I’m sorry for this review being all over the place but I’m struggling to think logically at the moment. Another thing I wanted to mention, this book isn’t a romance book. I know it says ‘this is not a love story’ in the blurb, but let’s be honest- who trusts blurbs? But no, really, this is not a love story. This is a book about people, about teenagers, about seriously messed up teenagers and school and how it can all get a little bit too much sometimes. It’s about family, and friends, and finding out who you are and not noticing the things in life you should. It’s relatable, it’s truthful and it’s intense.

I just realised that I haven’t really talked about the characters in this book, so let’s do that. Firstly, we have Tori, our main character, she’s sort of quiet, addicted to films and she’s also very strange. She listens to one song on repeat and then she changes to a new one after she’s sick of the first one, she doesn’t like books though she knows the authors to a lot of them. She’s completely bonkers, but she’s also incredibly relatable. Then there’s Michael Holden, who’s amazing and also bonkers. In fact, this entire book is crazy. I want to talk about Charlie, Tori’s brother, I think he’s possibly the best character in this book. I can’t even begin to describe him except to say that I think a lot can be learnt from him and from the relationship between him and Tori. It’s really something.

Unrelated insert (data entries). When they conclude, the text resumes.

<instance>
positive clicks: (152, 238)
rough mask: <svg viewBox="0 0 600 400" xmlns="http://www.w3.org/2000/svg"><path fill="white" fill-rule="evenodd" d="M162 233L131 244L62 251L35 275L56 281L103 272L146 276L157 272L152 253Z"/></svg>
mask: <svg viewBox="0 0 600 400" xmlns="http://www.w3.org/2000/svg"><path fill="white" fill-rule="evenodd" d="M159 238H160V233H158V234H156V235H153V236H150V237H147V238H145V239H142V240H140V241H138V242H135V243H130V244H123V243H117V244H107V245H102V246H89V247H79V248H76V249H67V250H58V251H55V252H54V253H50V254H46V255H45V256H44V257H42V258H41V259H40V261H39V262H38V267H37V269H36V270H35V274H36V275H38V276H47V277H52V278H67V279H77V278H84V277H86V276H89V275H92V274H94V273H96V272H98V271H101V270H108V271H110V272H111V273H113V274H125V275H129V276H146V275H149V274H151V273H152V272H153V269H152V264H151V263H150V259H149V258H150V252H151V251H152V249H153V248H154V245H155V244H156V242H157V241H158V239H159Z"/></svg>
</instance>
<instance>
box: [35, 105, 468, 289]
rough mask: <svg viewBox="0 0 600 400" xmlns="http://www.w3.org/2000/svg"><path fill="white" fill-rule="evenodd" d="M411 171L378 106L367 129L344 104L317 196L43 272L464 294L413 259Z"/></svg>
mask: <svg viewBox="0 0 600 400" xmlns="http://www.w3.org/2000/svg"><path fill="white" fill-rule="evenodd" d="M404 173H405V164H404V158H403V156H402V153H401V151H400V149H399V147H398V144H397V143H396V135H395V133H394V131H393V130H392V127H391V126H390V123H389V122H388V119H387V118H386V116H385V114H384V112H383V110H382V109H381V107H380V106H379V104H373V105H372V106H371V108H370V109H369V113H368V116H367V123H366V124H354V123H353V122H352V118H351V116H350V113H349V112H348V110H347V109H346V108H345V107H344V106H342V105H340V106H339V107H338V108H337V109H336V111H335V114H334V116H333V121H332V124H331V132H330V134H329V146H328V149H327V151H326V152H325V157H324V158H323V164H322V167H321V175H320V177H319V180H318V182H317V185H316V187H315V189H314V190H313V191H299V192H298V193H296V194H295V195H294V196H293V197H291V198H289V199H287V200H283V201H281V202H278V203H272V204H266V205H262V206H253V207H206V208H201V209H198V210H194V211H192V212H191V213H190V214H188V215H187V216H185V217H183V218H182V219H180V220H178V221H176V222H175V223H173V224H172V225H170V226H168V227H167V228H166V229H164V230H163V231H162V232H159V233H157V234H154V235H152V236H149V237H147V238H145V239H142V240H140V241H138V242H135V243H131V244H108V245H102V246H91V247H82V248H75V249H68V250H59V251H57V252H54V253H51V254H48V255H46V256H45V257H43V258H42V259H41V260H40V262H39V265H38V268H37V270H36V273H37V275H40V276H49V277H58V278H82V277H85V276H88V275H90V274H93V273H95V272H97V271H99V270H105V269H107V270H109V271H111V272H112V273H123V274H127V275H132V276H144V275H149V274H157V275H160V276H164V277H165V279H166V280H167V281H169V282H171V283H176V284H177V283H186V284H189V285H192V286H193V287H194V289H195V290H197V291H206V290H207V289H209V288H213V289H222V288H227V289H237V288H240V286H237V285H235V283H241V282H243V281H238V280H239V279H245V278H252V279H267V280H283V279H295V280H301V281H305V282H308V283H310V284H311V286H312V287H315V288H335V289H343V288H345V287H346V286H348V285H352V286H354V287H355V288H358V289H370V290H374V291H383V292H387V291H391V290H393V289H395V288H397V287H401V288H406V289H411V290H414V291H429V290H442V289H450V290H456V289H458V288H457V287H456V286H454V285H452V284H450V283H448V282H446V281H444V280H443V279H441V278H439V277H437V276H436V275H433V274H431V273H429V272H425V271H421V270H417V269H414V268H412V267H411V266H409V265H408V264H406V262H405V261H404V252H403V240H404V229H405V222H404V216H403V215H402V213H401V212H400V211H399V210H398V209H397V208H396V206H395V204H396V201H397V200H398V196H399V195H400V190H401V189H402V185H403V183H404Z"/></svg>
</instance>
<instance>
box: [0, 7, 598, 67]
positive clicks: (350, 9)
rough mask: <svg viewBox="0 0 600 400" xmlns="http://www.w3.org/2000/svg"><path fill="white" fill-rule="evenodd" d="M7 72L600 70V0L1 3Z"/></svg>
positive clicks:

Basically, it’s perfect and wonderful and all the other good things. It was the perfect book to get me out of my Every Breath book hangover, and the perfect one to put me right back into one. Again, it’s going to be one of those books that I probably won’t ever shut up about. Can I just quickly mention that Alice Oseman is only a year older than me? That’s crazy (and very cool). So, prepare yourselves for me freaking out about this book constantly and forcing as many of you to read it as is humanly possible. Sorry, not sorry.

Thank you to the lovely people at Harper Teen Australia for sending this to me!


  1. Thank you so much for this wonderful, wonderful, wonderful review, Ely! I'm so glad you enjoyed it, and I can't wait to devour this one myself when I get my hands on a copy.

  2. I've been eyeing this book ever since I first heard about it. I love the fact that it's written by a young author! I'll definitely have to give this one a try. Great review!

  3. Sounds like a weird one, and I still don’t feel like I know what it’s about after reading your review, but I now have an idea of how you felt about it. You had me at David Tennant and Benedict Cumberbatch. LOVE THEM. And I love it when books are full of references that I understand. You piqued my interest in this book, so I’ll add it to my wishlist. Nice review!